Trippy requires elevated privileges to send raw packets. On Linux you can grant the binary the required capability instead of running as root:

sudo setcap CAP_NET_RAW+p $(which trip)
# Trace to a host (ICMP by default)
trip example.com

# Trace using UDP
trip --protocol udp example.com

# Trace using TCP on port 443
trip --protocol tcp --target-port 443 example.com

# Trace IPv6
trip --addr-family ipv6 example.com

# Set the tracing strategy (Paris avoids ECMP issues)
trip --multipath-strategy paris example.com

# Limit to a maximum of 20 hops
trip --max-ttl 20 example.com

# Set packet send interval (default 1s)
trip --min-round-duration 200ms example.com

# Export results as JSON after 10 rounds and exit
trip --mode json --report-cycles 10 example.com

# Export as a pretty table and exit
trip --mode table --report-cycles 5 example.com

TUI Keybindings

KeyAction
/ or j / kMove between hops
dExpand hop detail (show all responding addresses)
cClear all statistics
fToggle DNS resolution
rRestart the trace
zToggle AS information display
iCycle through tracing protocols
+ / -Increase / decrease max TTL
qQuit

Tracing Strategies

Classic traceroute sends probes with a fixed source/destination port, which means ECMP (Equal-Cost Multi-Path) routing can send all probes down the same path — giving you a misleading picture of the actual route your traffic takes.

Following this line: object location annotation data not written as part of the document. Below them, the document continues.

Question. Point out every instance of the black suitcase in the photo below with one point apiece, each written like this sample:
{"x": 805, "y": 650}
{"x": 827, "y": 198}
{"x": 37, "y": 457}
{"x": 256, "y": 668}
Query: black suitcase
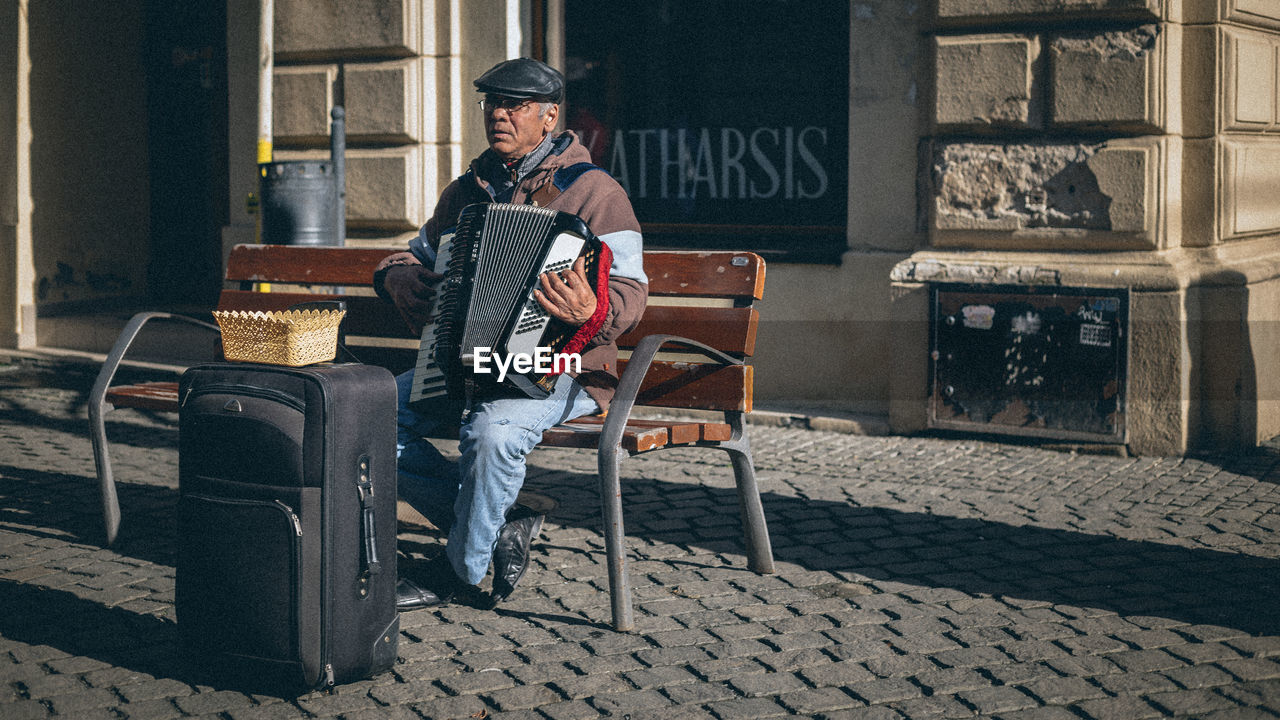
{"x": 286, "y": 572}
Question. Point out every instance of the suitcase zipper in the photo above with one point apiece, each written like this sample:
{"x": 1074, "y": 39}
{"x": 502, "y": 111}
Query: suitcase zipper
{"x": 251, "y": 391}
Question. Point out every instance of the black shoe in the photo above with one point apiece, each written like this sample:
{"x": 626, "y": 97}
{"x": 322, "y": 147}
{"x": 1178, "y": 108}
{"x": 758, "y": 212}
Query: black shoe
{"x": 511, "y": 554}
{"x": 410, "y": 596}
{"x": 439, "y": 586}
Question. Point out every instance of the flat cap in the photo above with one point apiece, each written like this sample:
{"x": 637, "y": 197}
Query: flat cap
{"x": 522, "y": 77}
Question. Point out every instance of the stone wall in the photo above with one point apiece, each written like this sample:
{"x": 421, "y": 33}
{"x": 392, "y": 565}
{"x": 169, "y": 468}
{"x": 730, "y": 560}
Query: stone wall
{"x": 1115, "y": 144}
{"x": 384, "y": 60}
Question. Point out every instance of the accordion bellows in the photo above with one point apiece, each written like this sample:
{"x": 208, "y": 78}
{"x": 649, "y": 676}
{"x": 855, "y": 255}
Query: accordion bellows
{"x": 293, "y": 337}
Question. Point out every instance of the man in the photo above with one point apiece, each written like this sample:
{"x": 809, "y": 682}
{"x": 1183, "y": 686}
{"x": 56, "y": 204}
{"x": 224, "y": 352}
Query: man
{"x": 474, "y": 499}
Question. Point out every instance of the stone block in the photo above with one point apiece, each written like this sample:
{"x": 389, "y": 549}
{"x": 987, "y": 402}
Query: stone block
{"x": 347, "y": 28}
{"x": 1249, "y": 182}
{"x": 986, "y": 81}
{"x": 1249, "y": 80}
{"x": 1262, "y": 13}
{"x": 991, "y": 9}
{"x": 384, "y": 188}
{"x": 383, "y": 100}
{"x": 301, "y": 99}
{"x": 1112, "y": 80}
{"x": 1055, "y": 195}
{"x": 1160, "y": 395}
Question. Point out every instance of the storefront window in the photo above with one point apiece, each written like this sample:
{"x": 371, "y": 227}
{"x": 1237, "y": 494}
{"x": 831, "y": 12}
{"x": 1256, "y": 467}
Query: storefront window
{"x": 726, "y": 121}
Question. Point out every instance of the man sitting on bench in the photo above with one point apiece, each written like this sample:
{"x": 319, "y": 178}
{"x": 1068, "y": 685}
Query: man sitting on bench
{"x": 474, "y": 500}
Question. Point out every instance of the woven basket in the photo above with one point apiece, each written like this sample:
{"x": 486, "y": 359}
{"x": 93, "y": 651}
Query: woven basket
{"x": 293, "y": 338}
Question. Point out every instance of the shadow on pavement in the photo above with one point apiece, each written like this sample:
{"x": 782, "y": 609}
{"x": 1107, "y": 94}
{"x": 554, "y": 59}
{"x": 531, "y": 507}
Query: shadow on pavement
{"x": 976, "y": 556}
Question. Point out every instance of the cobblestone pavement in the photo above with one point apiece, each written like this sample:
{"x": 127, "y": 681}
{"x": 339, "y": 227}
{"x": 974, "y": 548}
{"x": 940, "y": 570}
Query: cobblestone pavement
{"x": 917, "y": 578}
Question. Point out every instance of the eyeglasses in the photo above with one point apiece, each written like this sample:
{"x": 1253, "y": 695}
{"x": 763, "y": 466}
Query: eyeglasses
{"x": 511, "y": 105}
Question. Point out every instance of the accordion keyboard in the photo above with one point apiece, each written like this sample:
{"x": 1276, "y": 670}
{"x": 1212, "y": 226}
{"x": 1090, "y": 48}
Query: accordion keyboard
{"x": 429, "y": 379}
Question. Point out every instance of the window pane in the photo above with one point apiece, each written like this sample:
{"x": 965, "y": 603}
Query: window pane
{"x": 726, "y": 122}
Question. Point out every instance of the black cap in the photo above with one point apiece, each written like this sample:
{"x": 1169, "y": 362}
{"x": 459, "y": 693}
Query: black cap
{"x": 522, "y": 77}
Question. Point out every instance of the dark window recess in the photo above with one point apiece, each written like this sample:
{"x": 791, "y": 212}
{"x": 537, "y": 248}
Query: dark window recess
{"x": 1029, "y": 361}
{"x": 727, "y": 122}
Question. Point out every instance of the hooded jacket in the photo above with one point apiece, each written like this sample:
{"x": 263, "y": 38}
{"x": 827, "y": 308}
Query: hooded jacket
{"x": 563, "y": 180}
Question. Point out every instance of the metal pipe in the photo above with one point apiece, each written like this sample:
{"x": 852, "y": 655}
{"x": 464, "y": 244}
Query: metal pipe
{"x": 265, "y": 65}
{"x": 338, "y": 154}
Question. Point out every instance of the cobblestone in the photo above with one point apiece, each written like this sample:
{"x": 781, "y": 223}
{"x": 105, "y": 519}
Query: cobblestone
{"x": 918, "y": 578}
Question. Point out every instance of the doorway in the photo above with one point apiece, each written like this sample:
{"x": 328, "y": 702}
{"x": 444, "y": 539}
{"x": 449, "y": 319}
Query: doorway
{"x": 186, "y": 65}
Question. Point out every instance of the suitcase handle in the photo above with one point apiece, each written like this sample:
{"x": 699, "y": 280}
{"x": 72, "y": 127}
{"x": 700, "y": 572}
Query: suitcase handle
{"x": 368, "y": 533}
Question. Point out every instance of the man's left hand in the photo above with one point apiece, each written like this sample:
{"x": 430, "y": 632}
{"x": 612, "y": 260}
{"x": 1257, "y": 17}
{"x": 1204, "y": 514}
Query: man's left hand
{"x": 567, "y": 296}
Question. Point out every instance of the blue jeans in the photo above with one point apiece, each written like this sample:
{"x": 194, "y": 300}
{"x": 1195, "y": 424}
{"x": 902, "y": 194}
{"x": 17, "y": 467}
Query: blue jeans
{"x": 469, "y": 499}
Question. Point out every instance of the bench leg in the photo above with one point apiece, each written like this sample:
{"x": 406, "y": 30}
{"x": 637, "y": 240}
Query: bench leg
{"x": 103, "y": 463}
{"x": 611, "y": 500}
{"x": 759, "y": 550}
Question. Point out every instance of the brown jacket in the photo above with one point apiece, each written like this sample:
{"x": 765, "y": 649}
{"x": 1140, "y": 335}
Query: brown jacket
{"x": 589, "y": 194}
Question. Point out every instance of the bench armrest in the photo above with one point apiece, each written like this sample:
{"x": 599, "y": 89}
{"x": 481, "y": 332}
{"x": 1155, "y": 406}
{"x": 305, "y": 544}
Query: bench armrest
{"x": 631, "y": 379}
{"x": 97, "y": 396}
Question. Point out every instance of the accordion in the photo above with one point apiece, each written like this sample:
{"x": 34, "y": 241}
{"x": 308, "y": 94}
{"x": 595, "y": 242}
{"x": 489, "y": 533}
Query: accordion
{"x": 487, "y": 329}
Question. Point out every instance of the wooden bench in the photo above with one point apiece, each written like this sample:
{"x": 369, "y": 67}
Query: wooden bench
{"x": 700, "y": 317}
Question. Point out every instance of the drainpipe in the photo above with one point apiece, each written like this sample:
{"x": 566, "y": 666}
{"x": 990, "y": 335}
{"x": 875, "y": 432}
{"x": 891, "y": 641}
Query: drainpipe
{"x": 265, "y": 64}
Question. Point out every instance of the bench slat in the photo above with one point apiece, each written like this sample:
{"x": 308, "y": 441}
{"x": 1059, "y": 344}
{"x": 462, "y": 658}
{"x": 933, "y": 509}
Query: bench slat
{"x": 696, "y": 386}
{"x": 728, "y": 329}
{"x": 700, "y": 274}
{"x": 145, "y": 396}
{"x": 679, "y": 432}
{"x": 636, "y": 438}
{"x": 668, "y": 384}
{"x": 304, "y": 265}
{"x": 705, "y": 274}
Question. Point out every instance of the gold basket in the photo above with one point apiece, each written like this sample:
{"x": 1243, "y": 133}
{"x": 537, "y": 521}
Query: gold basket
{"x": 293, "y": 337}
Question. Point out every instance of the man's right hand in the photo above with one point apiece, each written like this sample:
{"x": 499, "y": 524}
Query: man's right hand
{"x": 411, "y": 288}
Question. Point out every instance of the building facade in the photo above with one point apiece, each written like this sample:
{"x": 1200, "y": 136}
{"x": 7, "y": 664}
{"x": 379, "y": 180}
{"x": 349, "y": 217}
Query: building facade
{"x": 1054, "y": 218}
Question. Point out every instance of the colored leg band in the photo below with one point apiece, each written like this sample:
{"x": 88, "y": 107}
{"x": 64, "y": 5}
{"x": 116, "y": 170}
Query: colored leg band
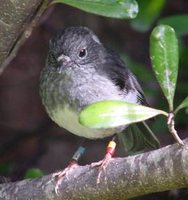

Trippy supports alternative strategies:

  • paris — varies the IP ID and checksum to probe multiple paths while keeping the flow consistent; the standard choice for accurate ECMP tracing
  • dublin — varies the IP ID similarly to Paris but with different encoding; useful for some network configurations where Paris gives inconsistent results
  • classic — the traditional approach; fine for simple networks without ECMP

GeoIP Integration

To annotate hops with geographic location data:

  1. Download the free MaxMind GeoLite2-City database
  2. Pass the path to Trippy:
trip --geoip-mmdb-file /path/to/GeoLite2-City.mmdb example.com

Each hop will then show its country, city, and coordinates in the detail view.

Configuration

Trippy reads from ~/.config/trippy/trippy.toml:

[trippy]
protocol          = "icmp"
addr-family       = "ipv4"
multipath-strategy = "paris"
min-round-duration = "1s"
max-ttl           = 64
dns-resolve-all   = false

[tui]
theme-colors = [
  "bg-color=black",
  "text-color=white",
  "selected-bg-color=blue",
]

Why Trippy over mtr?

mtr is the classic interactive traceroute tool, but it has limitations: it only supports ICMP and UDP, has no support for alternative multipath strategies, and its TUI is fairly minimal. Trippy adds TCP tracing (useful for diagnosing firewalls), Paris/Dublin multipath strategies for ECMP networks, GeoIP annotation, exportable reports, and a more polished and configurable interface — all from a modern Rust codebase.